简体   繁体   English

权重和偏差扫描无法导入带有 pytorch 闪电的模块

[英]Weights & Biases sweep cannot import modules with pytorch lightning

I am training a variational autoencoder, using pytorch-lightning.我正在使用 pytorch-lightning 训练变分自动编码器。 My pytorch-lightning code works with a Weights and Biases logger.我的 pytorch-lightning 代码与权重和偏差记录器一起使用。 I am trying to do a parameter sweep using a W&B parameter sweep.我正在尝试使用 W&B 参数扫描进行参数扫描。

The hyperparameter search procedure is based on what I followed from this repo.超参数搜索过程基于我从这个 repo 中遵循的内容。

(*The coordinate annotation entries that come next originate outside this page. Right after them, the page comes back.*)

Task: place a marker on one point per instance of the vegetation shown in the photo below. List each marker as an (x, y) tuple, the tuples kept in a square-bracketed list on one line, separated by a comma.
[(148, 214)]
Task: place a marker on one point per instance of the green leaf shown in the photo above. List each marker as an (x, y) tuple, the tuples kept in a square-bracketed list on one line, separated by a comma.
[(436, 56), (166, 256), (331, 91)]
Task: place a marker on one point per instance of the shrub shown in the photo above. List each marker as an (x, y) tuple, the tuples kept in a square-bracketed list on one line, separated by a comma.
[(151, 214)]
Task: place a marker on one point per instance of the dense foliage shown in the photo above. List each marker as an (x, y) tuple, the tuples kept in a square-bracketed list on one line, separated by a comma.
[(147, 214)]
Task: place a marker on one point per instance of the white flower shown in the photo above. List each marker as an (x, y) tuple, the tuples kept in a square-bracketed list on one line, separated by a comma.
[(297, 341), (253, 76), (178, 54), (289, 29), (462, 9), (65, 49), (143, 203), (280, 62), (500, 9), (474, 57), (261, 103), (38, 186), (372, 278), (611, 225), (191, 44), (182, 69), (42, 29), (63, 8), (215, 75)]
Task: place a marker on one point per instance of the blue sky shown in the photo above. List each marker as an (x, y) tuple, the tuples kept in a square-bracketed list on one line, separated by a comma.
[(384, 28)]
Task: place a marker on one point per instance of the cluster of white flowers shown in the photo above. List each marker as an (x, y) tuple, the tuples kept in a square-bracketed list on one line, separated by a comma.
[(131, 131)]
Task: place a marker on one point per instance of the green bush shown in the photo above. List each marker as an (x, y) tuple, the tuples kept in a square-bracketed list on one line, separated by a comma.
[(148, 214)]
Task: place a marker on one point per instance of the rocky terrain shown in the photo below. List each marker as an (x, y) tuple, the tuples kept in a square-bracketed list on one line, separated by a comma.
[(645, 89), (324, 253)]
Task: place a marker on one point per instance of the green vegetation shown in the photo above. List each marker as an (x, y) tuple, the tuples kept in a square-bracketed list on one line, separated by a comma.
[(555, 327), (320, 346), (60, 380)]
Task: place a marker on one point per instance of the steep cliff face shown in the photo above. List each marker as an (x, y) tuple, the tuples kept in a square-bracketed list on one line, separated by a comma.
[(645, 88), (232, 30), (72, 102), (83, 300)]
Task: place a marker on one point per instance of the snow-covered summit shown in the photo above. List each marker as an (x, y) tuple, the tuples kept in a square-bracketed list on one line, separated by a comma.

The runs initialise correctly, but when my training script is run with the first set of hyperparameters, i get the following error:运行正确初始化,但是当我的训练脚本使用第一组超参数运行时,我收到以下错误:

2020-08-14 14:09:07,109 - wandb.wandb_agent - INFO - About to run command: /usr/bin/env python train_sweep.py --LR=0.02537477586974176
Traceback (most recent call last):
  File "train_sweep.py", line 1, in <module>
    import yaml
ImportError: No module named yaml

yaml is installed and is working correctly. yaml已安装并且工作正常。 I can train the network by setting the parameters manually, but not with the parameter sweep.我可以通过手动设置参数来训练网络,但不能使用参数扫描。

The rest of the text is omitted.